Matt Cross

No. 3 – Texas Legends
- Position: Small forward
- League: NBA G League

Personal information
- Born: February 21, 2001 (age 25) Beverly, Massachusetts, U.S.
- Listed height: 6 ft 7 in (2.01 m)
- Listed weight: 225 lb (102 kg)

Career information
- High school: Brewster Academy (Wolfeboro, New Hampshire)
- College: Miami (Florida) (2020-2021); Louisville (2021-2022); UMass (2022-2024); SMU (2024-2025);
- NBA draft: 2025: undrafted
- Playing career: 2025–present

Career history
- 2025–present: Texas Legends

Career highlights
- First-team All-Atlantic 10 (2024);
- Stats at NBA.com
- Stats at Basketball Reference

= Matt Cross (basketball) =

American basketball player (born 2001)

Matthew Jacob Cross (born February 21, 2001) is an American professional basketball player for the Texas Legends of the NBA G League. He played college basketball for the Miami Hurricanes, Louisville Cardinals, UMass Minutemen, and SMU Mustangs.

==College career==
As a freshman in 2020-21 with the Miami Hurricanes, Cross appeared in the first 14 games and started in 9 of them, averaging 6.9 points, 3.5 rebounds, and 1.4 assists per game.

After his freshman year at Miami, Cross transferred to Louisville, where he appeared in 28 games with 9 starts and averaged 5.8 points, 3.9 rebounds, and 0.5 assists per game.

Cross transferred to UMass for his junior season, appearing in 25 games and starting in 23 games and averaging 12.2 points, 6.3 rebounds, and 1.8 assists per game.
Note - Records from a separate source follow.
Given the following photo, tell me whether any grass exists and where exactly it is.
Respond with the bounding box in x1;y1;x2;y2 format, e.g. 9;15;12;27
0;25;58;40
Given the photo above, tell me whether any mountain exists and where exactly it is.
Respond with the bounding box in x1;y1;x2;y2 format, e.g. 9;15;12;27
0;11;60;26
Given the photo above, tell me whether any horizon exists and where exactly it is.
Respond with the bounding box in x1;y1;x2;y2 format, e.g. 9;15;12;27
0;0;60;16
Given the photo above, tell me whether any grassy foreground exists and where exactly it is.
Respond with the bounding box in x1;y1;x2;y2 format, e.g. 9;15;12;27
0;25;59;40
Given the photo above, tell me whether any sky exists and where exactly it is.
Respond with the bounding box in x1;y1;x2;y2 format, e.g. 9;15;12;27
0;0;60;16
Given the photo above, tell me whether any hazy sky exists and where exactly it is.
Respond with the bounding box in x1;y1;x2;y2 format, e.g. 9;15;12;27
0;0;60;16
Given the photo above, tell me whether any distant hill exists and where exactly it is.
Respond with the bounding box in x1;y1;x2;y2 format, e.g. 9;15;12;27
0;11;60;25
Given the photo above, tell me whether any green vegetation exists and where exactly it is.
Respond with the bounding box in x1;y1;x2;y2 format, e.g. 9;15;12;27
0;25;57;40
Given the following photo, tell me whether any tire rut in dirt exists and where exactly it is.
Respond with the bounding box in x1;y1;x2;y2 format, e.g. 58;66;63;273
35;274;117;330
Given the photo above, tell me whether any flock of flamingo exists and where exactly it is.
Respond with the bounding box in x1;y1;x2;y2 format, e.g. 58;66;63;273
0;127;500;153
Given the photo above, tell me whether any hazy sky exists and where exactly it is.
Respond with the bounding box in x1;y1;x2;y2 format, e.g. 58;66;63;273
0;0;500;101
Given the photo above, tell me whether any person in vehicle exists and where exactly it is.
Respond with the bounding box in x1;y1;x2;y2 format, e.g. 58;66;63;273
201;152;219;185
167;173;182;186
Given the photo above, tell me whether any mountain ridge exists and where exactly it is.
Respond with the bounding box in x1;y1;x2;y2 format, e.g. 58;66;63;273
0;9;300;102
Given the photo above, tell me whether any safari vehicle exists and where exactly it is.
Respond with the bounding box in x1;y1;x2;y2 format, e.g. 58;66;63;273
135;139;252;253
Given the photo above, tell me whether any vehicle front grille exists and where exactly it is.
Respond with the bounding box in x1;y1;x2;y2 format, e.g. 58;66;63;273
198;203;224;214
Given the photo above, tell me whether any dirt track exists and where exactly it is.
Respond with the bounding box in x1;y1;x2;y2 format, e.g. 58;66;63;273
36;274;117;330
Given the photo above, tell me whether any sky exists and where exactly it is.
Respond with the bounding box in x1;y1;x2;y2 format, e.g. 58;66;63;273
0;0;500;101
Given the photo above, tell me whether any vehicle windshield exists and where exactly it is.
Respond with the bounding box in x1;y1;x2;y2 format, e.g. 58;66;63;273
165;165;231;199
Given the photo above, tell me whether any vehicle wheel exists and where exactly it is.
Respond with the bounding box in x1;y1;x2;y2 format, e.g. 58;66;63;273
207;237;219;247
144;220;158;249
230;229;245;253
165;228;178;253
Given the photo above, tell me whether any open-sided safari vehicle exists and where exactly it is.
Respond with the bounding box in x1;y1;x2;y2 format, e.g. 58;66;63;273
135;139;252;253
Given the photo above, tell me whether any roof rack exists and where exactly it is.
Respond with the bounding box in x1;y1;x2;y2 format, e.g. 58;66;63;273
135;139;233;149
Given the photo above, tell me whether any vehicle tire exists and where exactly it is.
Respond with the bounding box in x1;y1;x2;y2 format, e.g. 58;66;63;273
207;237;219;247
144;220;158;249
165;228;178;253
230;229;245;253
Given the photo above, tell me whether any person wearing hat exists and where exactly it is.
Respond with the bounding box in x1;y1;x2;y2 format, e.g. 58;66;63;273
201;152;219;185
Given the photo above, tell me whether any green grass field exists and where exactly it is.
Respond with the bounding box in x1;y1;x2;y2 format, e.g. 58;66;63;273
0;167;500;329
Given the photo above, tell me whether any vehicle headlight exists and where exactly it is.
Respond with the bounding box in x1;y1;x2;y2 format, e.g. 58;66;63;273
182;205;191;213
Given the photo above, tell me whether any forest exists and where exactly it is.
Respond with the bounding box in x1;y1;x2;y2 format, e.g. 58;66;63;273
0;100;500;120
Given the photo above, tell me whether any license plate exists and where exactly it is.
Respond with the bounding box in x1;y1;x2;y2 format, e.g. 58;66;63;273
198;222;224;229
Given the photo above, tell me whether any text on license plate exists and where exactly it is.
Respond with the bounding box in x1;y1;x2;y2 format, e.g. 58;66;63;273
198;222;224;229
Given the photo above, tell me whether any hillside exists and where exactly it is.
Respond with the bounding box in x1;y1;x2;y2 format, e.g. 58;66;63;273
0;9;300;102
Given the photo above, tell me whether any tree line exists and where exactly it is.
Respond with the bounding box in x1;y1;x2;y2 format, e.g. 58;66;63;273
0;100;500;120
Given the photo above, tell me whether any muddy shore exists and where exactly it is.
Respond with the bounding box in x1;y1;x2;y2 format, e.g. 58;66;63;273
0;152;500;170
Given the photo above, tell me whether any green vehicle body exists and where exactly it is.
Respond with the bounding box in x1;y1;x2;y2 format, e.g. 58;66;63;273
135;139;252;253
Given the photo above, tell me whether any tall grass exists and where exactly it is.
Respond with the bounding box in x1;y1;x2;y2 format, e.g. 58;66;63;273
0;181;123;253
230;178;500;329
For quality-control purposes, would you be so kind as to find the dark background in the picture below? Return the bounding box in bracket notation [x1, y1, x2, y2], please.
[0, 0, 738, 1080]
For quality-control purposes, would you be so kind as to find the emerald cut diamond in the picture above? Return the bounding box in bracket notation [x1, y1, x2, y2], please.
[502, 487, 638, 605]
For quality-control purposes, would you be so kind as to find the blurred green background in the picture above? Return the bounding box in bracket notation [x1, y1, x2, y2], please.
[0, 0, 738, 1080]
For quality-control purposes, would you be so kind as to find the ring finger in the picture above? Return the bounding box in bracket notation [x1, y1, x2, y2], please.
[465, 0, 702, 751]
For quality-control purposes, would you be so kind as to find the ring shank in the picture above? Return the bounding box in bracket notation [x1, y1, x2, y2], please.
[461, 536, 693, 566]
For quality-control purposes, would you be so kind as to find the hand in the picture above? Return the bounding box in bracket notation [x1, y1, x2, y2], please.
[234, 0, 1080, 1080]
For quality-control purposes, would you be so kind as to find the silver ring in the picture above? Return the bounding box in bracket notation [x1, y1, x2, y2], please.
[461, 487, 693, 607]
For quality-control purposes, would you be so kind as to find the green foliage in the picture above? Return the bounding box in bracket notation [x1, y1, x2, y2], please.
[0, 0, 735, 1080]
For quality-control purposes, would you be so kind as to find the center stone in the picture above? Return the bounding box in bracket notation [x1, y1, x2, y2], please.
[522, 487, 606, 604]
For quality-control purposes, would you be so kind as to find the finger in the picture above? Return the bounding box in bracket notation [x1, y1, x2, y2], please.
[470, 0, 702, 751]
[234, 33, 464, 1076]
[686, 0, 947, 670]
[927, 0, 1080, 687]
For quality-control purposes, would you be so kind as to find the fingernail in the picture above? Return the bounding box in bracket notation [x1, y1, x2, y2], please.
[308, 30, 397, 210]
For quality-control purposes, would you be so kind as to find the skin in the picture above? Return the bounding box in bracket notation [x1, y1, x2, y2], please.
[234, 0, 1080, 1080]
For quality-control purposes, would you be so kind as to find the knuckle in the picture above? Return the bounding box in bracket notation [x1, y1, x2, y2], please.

In his senior year, Cross had his best statistical season of his collegiate career, averaging 15.3 points, 8.3 rebounds, and 3.0 assists per game, all career-highs.

After two years playing for the UMass Minutemen, Cross transferred to SMU. With the Mustangs in his fifth college season, Cross averaged 11.8 points, 7.6 rebound, and 1.7 assists per game.

==Professional career==
Cross joined the Dallas Mavericks for the 2025 NBA Summer League after going undrafted in the 2025 NBA Draft.

On December 19, 2025, Cross made his NBA G-League debut for the Texas Legends in a game against the College Park Skyhawks.